Welche Version nutzen? 🔗
Es gibt zwei Möglichkeiten, Gutenberg zu nutzen. Zum einen gibt es immer eine Version, die in WordPress selbst mitgeliefert und im Zuge von WordPress-Updates aktualisiert wird. Diese Updates sind seltener, alle paar Wochen bis alle paar Monate. Gutenberg selbst wird aber in einem schnelleren Rhythmus weiterentwickelt. So kommen auch Fehlerbehebungen und Verbesserungen für die Barrierefreiheit eigentlich schneller in Gutenberg an, als dies dann in WordPress-Veröffentlichungen der Fall ist.
Die Lösung dafür ist das Gutenberg Plugin aus dem Plugin-Verzeichnis von WordPress. Dieses kann man in die vorhandene WordPress-Installation installieren, und es übernimmt dann den Platz des vorinstallierten Gutenbergs. Dieses Plugin wird ungefähr alle zwei Wochen mit einer neuen Version aktualisiert und liefert somit neue Features und Fehlerbehebungen schneller aus. Möchte man dieses Plugin nicht mehr nutzen, deinstalliert man es einfach und hat dann immer noch Zugriff auf die in WordPress mitgelieferte Version.
Fazit 🔗
Seit meinem englischen Beitrag zur Zugänglichkeit von Gutenberg haben einige sehr spannende Gespräche mit Entwicklern stattgefunden, und wir haben einige grundlegende Fragen klären können, auch in Zusammenarbeit mit dem Rest des WordPress Accessibility Teams. Ich halte Gutenberg für ein sehr spannendes Projekt und freue mich, an seiner Verbesserung zumindest in Gesprächen beteiligt zu sein.
Es ist aber definitiv nichts für schwache Nerven. Und wie für jede komplexere Webanwendung wie Gmail, Google Docs, Facebook o. ä. gilt: Lerne wie für Desktop-Anwendungen die Tastenkürzel der Webanwendungen, und mache Dich mit den Möglichkeiten der Navigation Deines Screen Readers vertraut.
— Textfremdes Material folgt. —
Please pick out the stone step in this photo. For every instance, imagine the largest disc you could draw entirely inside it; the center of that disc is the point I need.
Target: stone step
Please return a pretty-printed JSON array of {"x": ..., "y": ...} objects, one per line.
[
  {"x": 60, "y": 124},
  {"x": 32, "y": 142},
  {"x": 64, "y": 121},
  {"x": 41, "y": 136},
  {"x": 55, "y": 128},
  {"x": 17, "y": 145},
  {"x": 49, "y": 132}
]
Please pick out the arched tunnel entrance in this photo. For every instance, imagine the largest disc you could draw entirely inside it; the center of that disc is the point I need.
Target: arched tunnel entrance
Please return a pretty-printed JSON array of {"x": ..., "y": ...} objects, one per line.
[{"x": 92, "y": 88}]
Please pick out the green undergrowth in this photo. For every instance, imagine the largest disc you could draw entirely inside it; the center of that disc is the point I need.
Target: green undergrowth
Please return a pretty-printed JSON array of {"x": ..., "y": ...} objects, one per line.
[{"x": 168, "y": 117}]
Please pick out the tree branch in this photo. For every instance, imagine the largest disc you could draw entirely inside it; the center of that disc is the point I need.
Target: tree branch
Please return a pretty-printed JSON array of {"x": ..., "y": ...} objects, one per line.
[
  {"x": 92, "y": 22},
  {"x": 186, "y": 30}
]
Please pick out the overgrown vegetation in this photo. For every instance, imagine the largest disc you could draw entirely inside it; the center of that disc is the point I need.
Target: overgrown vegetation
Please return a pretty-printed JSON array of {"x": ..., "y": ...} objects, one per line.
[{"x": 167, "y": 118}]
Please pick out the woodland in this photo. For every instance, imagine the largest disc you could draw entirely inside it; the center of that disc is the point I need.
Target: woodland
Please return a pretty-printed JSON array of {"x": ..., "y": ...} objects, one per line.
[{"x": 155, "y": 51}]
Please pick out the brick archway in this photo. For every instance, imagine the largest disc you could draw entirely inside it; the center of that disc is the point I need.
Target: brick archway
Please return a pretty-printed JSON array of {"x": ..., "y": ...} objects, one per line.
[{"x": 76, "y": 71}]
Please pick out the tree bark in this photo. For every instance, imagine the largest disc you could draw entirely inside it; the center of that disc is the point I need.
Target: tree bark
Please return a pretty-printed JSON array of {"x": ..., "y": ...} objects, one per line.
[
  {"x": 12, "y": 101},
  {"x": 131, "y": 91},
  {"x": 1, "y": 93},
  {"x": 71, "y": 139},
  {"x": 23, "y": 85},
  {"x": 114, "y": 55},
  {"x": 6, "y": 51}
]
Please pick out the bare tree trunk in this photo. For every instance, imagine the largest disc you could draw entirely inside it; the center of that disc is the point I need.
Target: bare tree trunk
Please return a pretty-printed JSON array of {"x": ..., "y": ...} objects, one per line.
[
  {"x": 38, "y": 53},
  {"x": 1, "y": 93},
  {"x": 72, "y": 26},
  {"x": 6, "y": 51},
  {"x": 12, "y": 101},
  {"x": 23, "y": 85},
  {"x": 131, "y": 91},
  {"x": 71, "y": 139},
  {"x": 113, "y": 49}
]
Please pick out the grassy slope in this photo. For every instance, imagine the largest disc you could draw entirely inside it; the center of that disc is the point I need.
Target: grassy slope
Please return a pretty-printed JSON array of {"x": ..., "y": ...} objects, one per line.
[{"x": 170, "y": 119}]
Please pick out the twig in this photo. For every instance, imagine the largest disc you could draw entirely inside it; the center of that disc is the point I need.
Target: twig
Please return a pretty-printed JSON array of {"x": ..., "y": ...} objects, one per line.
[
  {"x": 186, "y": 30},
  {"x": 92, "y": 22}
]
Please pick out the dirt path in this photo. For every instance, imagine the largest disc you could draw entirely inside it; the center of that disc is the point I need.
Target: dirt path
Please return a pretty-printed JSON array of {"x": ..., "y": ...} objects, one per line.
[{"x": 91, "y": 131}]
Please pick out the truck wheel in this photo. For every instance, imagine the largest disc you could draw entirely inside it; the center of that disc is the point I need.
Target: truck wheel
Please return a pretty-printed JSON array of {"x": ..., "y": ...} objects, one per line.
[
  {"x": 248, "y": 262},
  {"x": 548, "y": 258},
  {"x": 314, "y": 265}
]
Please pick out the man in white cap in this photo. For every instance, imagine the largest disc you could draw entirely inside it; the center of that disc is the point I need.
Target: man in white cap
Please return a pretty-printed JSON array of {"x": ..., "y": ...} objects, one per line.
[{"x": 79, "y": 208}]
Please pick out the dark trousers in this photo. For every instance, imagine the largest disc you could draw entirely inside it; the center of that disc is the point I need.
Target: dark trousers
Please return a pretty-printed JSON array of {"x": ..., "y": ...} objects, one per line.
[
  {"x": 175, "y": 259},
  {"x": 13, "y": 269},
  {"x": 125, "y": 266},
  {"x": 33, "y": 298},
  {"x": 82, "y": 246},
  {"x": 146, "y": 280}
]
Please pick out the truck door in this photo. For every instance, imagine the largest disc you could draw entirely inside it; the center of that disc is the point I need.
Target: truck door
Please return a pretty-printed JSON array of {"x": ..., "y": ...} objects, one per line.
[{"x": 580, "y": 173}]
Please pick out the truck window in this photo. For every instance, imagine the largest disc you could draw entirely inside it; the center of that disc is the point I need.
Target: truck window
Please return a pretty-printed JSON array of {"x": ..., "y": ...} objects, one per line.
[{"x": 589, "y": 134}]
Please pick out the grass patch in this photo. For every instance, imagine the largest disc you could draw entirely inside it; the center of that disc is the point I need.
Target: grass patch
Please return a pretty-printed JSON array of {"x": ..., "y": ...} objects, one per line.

Nur so hast du wirklich eine Chance, effektiv und ohne große Nervenzerrüttung mit einer solch komplexen Webanwendung zu arbeiten und somit auch mit sehenden Kollegen oder Mitbewerbern Schritt zu halten. Gutenberg ist komplex, aber inzwischen nicht mehr unmöglich zu bedienen.
Zum Schluss bleibt mir nur noch, mich bei den Entwicklerinnen und Entwicklern für den sehr produktiven Austausch zu bedanken. Ich bin gespannt, was daraus in den nächsten Monaten noch erwachsen wird!
Und nun viel Spaß beim Ausprobieren!